Clinical Presentation and Physical Exam
Patients with a medial epicondyle fracture typically present with a history of fall onto an outstretched hand. Findings on exam are varied and may include soft-tissue swelling, crepitus, and ecchymosis on the medial elbow, decreased range of motion, or frank elbow dislocation. Examination in the reduced elbow should include testing of elbow stability, and valgus stress testing may be performed clinically or with radiographs to give the provider a sense of the degree of ligamentous injury.

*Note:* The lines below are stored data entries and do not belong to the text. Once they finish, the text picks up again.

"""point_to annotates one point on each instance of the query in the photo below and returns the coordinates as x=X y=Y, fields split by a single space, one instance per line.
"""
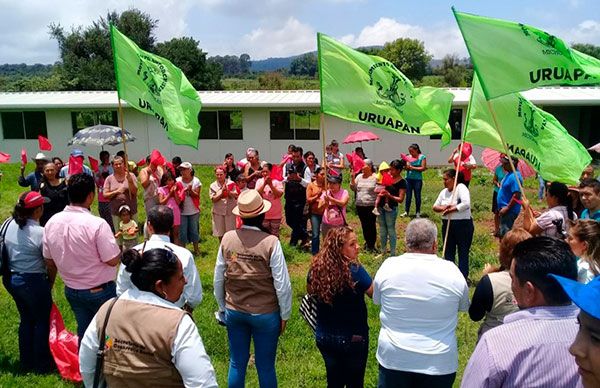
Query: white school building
x=232 y=121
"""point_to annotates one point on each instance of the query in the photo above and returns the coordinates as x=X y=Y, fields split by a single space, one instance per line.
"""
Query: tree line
x=86 y=61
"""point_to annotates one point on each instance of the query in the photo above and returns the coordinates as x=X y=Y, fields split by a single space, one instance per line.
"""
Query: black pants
x=345 y=359
x=460 y=237
x=399 y=379
x=294 y=217
x=368 y=223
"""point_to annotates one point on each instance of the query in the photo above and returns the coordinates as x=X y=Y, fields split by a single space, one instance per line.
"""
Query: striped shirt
x=531 y=349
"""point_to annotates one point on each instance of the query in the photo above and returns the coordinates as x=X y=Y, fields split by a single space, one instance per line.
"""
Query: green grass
x=299 y=363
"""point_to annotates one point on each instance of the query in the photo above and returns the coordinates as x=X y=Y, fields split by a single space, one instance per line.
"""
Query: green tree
x=588 y=49
x=409 y=56
x=186 y=55
x=304 y=65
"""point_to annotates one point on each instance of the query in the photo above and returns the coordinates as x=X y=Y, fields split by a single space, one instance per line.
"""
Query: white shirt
x=192 y=291
x=281 y=279
x=462 y=202
x=420 y=297
x=188 y=353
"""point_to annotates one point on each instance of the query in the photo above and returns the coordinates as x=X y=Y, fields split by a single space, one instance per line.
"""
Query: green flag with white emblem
x=370 y=90
x=153 y=85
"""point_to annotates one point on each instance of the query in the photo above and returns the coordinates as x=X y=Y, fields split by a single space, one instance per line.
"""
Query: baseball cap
x=585 y=296
x=33 y=199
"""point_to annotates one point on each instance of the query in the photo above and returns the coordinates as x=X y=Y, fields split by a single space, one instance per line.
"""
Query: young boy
x=128 y=229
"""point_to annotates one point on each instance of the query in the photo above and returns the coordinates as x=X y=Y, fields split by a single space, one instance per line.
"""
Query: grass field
x=299 y=363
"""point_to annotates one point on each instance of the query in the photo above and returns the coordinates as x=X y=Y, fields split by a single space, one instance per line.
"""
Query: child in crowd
x=383 y=179
x=170 y=193
x=128 y=229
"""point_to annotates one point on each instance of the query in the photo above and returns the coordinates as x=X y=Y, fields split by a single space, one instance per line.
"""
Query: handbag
x=308 y=310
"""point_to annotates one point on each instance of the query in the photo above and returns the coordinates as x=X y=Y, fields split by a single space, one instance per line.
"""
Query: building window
x=223 y=124
x=84 y=119
x=24 y=125
x=455 y=122
x=295 y=125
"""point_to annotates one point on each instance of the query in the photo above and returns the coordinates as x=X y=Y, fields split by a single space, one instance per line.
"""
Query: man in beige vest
x=252 y=286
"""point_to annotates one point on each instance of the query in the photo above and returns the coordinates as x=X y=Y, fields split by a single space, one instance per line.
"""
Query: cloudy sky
x=278 y=28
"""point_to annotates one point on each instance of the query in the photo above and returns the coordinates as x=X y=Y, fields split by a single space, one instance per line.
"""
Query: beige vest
x=139 y=343
x=248 y=280
x=504 y=301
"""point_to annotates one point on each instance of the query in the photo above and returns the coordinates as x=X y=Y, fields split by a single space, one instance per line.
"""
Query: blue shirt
x=412 y=174
x=24 y=247
x=509 y=186
x=585 y=214
x=32 y=180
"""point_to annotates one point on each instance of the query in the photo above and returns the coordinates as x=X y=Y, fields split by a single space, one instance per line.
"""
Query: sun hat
x=251 y=204
x=33 y=199
x=41 y=156
x=585 y=296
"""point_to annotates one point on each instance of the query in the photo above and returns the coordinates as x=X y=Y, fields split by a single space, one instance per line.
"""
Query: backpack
x=4 y=262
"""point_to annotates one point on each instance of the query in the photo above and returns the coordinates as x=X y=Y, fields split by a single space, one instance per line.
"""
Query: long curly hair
x=330 y=269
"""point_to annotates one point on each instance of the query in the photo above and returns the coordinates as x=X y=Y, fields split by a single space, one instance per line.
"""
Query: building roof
x=266 y=98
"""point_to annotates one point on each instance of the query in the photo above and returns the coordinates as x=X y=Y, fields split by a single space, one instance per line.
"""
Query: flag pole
x=453 y=198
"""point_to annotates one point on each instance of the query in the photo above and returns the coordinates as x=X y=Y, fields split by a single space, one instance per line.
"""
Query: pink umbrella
x=491 y=160
x=360 y=136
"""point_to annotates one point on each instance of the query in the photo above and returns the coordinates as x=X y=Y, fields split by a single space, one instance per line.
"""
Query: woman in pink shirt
x=170 y=194
x=271 y=190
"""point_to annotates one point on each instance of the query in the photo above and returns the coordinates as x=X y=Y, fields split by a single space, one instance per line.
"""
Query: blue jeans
x=315 y=222
x=189 y=229
x=32 y=295
x=264 y=329
x=86 y=303
x=387 y=228
x=413 y=185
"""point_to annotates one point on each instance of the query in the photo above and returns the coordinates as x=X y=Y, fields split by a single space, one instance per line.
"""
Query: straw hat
x=250 y=204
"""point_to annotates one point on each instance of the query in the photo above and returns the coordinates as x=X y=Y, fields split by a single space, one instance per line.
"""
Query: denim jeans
x=264 y=330
x=315 y=222
x=413 y=185
x=389 y=378
x=32 y=295
x=387 y=228
x=345 y=359
x=460 y=237
x=86 y=303
x=189 y=231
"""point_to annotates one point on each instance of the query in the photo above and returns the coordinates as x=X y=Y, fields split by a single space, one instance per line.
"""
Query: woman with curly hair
x=338 y=281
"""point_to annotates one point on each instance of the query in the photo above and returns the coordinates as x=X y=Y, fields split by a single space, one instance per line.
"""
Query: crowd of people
x=546 y=280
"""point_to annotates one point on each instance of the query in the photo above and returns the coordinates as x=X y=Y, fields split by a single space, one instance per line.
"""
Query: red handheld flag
x=94 y=164
x=44 y=143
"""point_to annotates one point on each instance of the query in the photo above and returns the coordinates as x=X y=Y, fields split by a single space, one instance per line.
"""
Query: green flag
x=370 y=90
x=530 y=134
x=153 y=85
x=511 y=57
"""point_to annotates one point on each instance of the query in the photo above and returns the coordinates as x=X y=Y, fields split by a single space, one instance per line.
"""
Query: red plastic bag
x=63 y=346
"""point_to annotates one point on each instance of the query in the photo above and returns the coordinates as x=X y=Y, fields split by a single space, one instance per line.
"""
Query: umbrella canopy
x=100 y=135
x=360 y=136
x=491 y=160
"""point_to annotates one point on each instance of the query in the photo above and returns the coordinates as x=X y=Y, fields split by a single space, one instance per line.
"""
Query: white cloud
x=291 y=38
x=439 y=39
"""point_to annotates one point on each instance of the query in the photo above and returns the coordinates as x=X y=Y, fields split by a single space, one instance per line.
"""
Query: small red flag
x=94 y=164
x=45 y=144
x=75 y=165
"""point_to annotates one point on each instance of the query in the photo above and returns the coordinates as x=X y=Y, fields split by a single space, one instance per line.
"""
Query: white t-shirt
x=420 y=297
x=188 y=204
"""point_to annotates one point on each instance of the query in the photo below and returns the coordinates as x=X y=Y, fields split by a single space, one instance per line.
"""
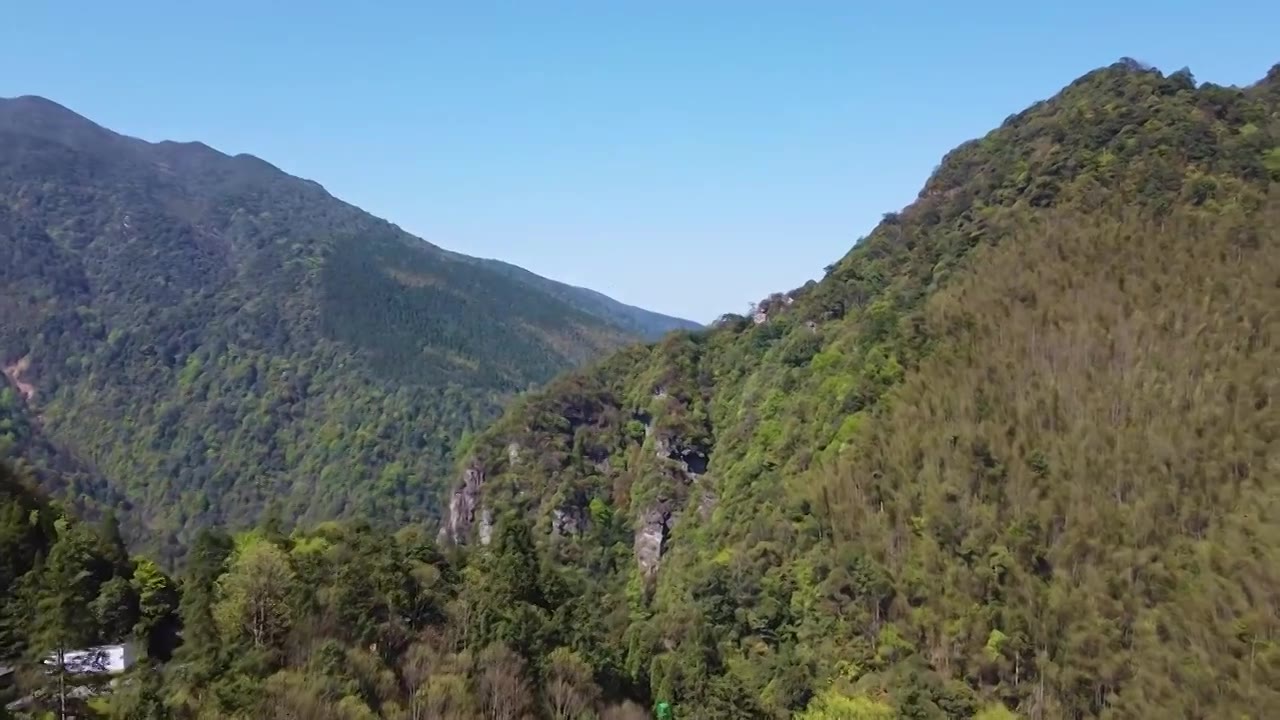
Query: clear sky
x=688 y=156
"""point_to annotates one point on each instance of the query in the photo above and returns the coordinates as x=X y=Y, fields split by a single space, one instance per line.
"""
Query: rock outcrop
x=568 y=520
x=650 y=538
x=462 y=507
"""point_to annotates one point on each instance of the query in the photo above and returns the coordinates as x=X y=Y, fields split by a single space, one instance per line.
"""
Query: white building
x=109 y=659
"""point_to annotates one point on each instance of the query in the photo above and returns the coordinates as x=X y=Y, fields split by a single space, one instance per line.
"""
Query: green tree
x=254 y=595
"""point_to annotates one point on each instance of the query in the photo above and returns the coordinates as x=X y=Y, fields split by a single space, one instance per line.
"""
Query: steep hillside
x=636 y=320
x=1015 y=450
x=206 y=332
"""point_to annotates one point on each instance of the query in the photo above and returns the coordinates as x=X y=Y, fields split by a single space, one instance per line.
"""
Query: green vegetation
x=1014 y=454
x=200 y=333
x=339 y=621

Neurovascular testing should be performed, paying particular attention to the ulnar nerve-innervated structures. It is important to document the status of ulnar nerve function prior to any intervention.
Imaging
Standard AP and lateral radiographs of the elbow should be obtained to assess for epicondylar fragment displacement as well as rule out an entrapped fragment in the elbow joint. The accuracy and precision of displacement measurements from AP and lateral images have recently been brought into question. Pappas and colleagues showed poor inter- and intraobserver agreement in displacement measurement among surgeons of various levels of training in reviewing AP, lateral, and oblique images (10). They suggest measuring displacement on standardized AP radiographs at the point of maximal displacement. Even with a standardized protocol, displacement measurements on radiographs may grossly underestimate the amount of true displacement as shown by CT scan (11). It has been recently suggested that internal oblique x-rays may give a more accurate indicator of displacement if used with a standard multiplier value (12). Stress radiographs can be used to assess for elbow instability, particularly in the setting of a minimally displaced fracture that may otherwise be treated nonoperatively.
Classification
No validated classification system exists for medial epicondyle fractures, though many different systems have been described. Most classification schemes are descriptive in nature, with fractures noted to be acute or chronic, nondisplaced or displaced, and stable or unstable and the presence of associated factors such as elbow dislocation or entrapped fragment within the joint.